Our vehicle fleet at work has Sync-powered infotainment systems. The procedure to change the clock is like spelunking through an old text adventure game. submenus of submenus of menus of options, and almost every selection requires a press of a different button to select it.
Made me really appreciate my TL. The clock changes itself when its supposed to. It updates via a satellite signal. No fuss.
I advise not moving the clock ahead to daylight time. When the universe was created, the sun wasn’t created until the third day. Hence, the creation did not begin on daylight savings time. Until about 1953, the state government here in Indiana did the right thing in declaring that clocks in all state institutions, including colleges and universities were to leave the clocks on Central Standard Time. The state colleges and universities ran the class schedule on daylight time, but the clocks remained on Central Standard Time. We learned to add an hour to what was on the clock during the summer months. For horn players, this is no problem in that we often have to transpose when the music is not in our home key of F.

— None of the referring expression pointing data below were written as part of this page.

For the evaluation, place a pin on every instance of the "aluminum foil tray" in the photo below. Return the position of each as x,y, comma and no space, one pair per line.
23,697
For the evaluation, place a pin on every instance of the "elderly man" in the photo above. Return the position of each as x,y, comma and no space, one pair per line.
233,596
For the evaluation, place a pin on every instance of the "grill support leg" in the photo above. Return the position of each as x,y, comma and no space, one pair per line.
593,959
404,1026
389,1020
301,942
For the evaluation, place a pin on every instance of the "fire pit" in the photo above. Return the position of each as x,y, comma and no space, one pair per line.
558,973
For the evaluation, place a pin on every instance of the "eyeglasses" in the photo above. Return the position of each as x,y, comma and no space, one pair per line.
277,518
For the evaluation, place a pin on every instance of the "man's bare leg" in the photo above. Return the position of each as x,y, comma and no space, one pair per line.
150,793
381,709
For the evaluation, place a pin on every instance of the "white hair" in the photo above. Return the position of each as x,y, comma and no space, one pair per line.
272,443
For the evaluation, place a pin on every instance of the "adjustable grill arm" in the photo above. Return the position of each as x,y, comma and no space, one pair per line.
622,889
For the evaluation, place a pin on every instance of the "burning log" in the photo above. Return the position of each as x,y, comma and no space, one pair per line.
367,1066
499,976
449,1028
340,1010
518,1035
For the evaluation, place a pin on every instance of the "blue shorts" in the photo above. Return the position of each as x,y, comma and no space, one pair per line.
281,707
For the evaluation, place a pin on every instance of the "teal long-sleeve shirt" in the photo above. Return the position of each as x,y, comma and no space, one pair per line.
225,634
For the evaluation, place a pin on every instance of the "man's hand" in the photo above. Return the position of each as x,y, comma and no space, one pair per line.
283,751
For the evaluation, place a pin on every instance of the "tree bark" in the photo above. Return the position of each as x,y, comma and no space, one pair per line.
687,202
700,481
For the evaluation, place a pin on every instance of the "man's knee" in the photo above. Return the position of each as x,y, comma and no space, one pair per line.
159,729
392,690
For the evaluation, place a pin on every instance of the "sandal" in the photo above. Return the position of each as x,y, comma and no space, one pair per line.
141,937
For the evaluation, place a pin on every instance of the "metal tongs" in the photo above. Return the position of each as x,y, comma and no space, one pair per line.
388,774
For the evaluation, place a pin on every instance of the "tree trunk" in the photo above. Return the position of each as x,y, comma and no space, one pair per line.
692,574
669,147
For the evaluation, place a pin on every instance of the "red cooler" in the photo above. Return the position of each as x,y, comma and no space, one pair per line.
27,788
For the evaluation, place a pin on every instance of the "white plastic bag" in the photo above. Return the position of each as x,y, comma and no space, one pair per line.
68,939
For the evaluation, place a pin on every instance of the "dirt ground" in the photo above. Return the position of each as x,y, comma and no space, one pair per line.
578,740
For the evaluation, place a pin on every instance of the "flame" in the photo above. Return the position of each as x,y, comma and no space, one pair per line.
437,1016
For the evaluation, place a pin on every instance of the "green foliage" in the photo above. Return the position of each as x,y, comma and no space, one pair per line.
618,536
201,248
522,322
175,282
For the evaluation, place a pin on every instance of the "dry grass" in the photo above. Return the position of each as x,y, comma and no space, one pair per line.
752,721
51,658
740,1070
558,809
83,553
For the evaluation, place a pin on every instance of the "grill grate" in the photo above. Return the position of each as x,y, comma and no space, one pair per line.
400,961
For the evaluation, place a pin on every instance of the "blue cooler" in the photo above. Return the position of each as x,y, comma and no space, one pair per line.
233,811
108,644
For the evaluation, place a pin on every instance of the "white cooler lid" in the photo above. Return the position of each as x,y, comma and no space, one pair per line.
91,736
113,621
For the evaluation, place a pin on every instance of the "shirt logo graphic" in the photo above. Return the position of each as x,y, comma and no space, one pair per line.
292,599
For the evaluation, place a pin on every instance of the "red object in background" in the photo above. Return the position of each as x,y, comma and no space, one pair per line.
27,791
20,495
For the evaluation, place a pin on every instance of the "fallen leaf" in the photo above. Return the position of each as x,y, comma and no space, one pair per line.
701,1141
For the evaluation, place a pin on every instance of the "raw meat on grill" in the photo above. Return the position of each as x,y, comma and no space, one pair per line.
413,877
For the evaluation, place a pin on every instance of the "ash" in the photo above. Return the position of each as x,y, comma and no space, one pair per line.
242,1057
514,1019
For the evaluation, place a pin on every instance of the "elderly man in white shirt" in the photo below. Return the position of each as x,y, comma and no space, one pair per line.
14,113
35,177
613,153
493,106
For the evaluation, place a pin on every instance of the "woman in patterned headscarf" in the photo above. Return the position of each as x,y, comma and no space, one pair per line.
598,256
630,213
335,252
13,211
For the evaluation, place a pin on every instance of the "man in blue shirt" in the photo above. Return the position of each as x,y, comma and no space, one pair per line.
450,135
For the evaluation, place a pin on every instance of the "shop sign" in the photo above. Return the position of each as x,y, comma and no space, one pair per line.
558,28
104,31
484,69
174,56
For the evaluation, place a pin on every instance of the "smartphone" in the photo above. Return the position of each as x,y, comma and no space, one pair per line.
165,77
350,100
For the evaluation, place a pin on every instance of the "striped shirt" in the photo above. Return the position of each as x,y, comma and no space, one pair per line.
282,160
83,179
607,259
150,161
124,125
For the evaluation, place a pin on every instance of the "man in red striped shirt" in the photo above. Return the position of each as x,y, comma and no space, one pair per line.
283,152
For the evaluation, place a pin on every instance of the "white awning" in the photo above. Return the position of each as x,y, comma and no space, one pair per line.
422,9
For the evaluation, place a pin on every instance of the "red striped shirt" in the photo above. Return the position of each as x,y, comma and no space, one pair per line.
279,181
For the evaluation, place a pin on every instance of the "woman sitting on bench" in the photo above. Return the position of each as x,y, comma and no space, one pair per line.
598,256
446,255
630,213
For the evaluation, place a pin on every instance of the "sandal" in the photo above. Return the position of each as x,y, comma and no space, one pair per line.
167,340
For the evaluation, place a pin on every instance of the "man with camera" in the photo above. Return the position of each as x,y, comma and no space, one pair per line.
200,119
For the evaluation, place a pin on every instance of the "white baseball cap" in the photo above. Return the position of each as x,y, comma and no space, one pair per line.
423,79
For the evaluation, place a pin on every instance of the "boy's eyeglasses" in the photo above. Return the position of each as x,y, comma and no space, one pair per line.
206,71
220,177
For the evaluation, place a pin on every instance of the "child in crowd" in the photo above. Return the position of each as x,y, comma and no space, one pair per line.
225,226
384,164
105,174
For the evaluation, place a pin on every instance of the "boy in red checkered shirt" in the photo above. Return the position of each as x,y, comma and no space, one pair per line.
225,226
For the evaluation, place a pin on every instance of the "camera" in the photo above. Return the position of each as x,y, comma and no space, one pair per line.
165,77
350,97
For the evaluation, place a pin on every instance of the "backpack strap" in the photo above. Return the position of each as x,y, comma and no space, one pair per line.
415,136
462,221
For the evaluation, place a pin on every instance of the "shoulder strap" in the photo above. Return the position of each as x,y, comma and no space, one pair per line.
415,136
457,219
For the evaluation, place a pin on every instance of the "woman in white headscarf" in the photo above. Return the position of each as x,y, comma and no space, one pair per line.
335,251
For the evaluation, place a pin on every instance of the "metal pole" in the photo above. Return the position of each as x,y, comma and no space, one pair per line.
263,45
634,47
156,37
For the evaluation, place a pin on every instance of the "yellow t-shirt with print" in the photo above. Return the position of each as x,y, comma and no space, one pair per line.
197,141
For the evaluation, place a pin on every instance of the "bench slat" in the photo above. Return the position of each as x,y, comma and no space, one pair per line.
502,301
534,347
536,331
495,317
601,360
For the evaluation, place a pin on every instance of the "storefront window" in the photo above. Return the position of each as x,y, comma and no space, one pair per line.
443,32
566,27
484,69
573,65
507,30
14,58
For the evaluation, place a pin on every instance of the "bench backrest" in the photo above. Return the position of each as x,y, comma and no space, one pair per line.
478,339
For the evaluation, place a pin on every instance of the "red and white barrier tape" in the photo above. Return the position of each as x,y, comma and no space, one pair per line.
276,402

All was well in Indiana until the state abolished the rule about maintaining clocks on Central Standard Time. We are now on Eastern Time and go to Eastern Daylight Savings Time in the summer. Now, terrible things have happened in Indiana–our funding to the public schools has been cut, the tuition at our state colleges and universities has far exceeded the rise in inflation, we have had one of the coldest February months on record and the IU basketball team may not get into the NCAA tournament. I don’t want bad things to happen to me, so I just leave the clock in my Sienna set where it is. (Actually, I am too lazy to get out the owner’s manual and step through the menu to reset the clock. Also, when I was growing up, the clocks in my parents’ cars of the 1940s and 1950s never kept the correct time anyway, so we never bothered to set them).
I’m for leaving it on DLT the whole year. Who cares if its dark at 7 am? Might even add another hour to it so its still light out at 11 pm. Works in Norway.
As far as changing the clocks, on my Pontiac you just hit the clock button and rotate the radio station knob where ever you want to go. No gimmicks. Couldn’t be simpler. On the Acura, its automatic but sure it would take a half hour if it wasn’t. I don’t change the clock in the Olds anymore so anyone driving it is on their own.
My last two rangers were simple to change the time. Both had two small recessed buttons that you could push with and ball point pen. One for hours one for minutes.
But I’ve had others that I always had to look up the procedure in the owners manual.
Advantage to my Camry with its easy little button over the Impala predecessor with its complicated time set hassle of sub-menus.
As to the design nerds who put complicated computer menu hell in cars just becsuse they think the entire world should be slave to sub-menu hell…well, to borrow an old Arab curse, may the fleas of a thousand camels infest their tents.
@Marnet My previous car, a Chevy Caprice had a nightmarishly complicated way of setting time using tiny buttons and submenus. Setting the radio stations was tough as well.
You’re overgeneralizing. For my current car (a Lexus), my previous car (an Acura), and my wife’s current car (a BMW), it’s either automatic or trivial (ten seconds at most).